AWS Big Data Blog

How Paytm modernized their data pipeline using Amazon EMR

This post was co-written by Rajat Bhardwaj, Senior Technical Account Manager at AWS and Kunal Upadhyay, General Manager at Paytm.

Paytm is India’s leading payment platform, pioneering the digital payment era in India with 130 million active users. Paytm operates multiple lines of business, including banking, digital payments, bill recharges, e-wallet, stocks, insurance, lending and mobile gaming. At Paytm, the Central Data Platform team is responsible for turning disparate data from multiple business units into insights and actions for their executive management and merchants, who are small, medium or large business entities accepting payments from the Paytm platforms.

The Data Platform team modernized their legacy data pipeline with AWS services. The data pipeline collects data from different sources and runs analytical jobs, generating approximately 250K reports per day, which are consumed by Paytm executives and merchants. The legacy data pipeline was set up on premises using a proprietary solution and didn’t utilize the open-source Hadoop stack components such as Spark or Hive. This legacy setup was resource-intensive, having high CPU and I/O requirements. Analytical jobs took approximately 8–10 hours to complete, which often led to Service Level Agreements (SLA) breaches. The legacy solution was also prone to outages due to higher than expected hardware resource consumption. Its hardware and software limitations impacted the ability of the system to scale during peak load. Data models used in the legacy setup processed the entire data every time, which led to an increased processing time.

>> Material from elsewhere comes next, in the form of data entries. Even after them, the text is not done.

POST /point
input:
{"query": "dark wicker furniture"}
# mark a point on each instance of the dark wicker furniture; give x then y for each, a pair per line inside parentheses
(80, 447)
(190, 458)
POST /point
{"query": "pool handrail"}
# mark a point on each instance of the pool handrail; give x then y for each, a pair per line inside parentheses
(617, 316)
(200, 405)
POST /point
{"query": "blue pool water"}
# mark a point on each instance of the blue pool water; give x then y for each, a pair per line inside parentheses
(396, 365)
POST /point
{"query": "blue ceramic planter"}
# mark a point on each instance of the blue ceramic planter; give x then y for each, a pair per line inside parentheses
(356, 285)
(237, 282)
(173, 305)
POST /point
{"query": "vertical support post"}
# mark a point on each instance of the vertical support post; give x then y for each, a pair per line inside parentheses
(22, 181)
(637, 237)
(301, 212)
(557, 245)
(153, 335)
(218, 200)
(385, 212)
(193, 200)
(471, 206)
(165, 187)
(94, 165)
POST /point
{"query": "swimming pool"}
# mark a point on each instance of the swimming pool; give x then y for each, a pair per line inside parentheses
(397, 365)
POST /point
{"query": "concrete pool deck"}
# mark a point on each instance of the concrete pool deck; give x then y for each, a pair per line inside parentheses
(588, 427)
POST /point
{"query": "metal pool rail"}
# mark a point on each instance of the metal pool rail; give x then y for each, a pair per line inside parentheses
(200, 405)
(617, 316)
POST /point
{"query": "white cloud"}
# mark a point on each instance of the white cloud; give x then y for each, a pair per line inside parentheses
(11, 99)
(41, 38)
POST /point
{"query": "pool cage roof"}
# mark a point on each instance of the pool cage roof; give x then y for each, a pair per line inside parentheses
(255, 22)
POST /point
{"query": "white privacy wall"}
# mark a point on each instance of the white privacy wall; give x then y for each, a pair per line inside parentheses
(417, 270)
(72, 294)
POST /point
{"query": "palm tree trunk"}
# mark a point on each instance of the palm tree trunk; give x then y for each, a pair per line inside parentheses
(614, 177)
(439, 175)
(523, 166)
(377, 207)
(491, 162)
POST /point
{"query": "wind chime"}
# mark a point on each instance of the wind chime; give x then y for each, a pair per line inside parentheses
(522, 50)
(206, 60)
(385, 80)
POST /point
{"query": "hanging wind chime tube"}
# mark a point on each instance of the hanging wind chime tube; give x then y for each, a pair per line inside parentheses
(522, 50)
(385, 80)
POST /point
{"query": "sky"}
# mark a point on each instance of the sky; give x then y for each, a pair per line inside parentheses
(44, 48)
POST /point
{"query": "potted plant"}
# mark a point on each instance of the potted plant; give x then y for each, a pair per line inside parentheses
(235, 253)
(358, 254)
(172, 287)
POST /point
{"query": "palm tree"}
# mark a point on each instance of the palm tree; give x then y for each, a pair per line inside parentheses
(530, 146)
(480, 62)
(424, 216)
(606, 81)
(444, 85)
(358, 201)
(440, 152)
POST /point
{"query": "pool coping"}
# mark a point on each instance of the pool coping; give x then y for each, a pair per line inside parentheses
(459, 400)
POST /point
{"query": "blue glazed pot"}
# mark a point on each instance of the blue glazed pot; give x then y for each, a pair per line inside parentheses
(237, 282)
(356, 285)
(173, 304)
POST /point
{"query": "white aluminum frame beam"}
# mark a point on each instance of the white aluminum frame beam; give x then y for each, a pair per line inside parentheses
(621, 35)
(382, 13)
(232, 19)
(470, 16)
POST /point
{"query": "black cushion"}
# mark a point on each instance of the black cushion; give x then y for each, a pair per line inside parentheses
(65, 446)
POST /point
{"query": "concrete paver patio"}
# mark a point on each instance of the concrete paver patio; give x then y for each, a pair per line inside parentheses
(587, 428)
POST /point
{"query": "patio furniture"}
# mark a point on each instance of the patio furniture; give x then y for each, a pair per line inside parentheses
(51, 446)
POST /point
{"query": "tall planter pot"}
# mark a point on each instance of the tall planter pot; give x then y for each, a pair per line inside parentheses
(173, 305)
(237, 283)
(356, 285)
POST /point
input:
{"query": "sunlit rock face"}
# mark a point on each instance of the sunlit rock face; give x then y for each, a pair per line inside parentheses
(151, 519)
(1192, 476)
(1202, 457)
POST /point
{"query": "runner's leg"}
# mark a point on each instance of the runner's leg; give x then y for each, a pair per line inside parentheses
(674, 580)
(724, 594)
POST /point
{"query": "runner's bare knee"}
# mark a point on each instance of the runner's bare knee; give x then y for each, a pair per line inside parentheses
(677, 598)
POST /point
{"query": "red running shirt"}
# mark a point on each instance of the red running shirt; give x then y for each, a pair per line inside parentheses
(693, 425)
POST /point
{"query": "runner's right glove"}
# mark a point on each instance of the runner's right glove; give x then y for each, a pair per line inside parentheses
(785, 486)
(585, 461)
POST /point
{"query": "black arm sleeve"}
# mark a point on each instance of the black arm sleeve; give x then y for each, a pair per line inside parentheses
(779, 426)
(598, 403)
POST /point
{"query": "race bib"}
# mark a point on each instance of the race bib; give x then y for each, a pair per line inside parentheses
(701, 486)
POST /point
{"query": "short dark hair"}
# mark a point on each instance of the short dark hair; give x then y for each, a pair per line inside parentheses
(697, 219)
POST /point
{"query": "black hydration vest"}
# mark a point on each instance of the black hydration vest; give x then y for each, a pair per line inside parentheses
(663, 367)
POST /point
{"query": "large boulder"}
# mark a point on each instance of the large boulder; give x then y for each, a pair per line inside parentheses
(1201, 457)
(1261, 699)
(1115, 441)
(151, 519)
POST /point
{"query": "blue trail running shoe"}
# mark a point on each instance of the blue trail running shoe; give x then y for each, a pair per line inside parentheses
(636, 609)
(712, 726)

In this post, we demonstrate how the Paytm Central Data Platform team migrated their data pipeline to AWS and modernized it using Amazon EMR, Amazon Simple Storage Service (Amazon S3) and underlying AWS Cloud infrastructure along with Apache Spark. We optimized the hardware usage and reduced the data analytical processing, resulting in shorter turnaround time to generate insightful reports, all while maintaining operational stability and scale irrespective of the size of daily ingested data.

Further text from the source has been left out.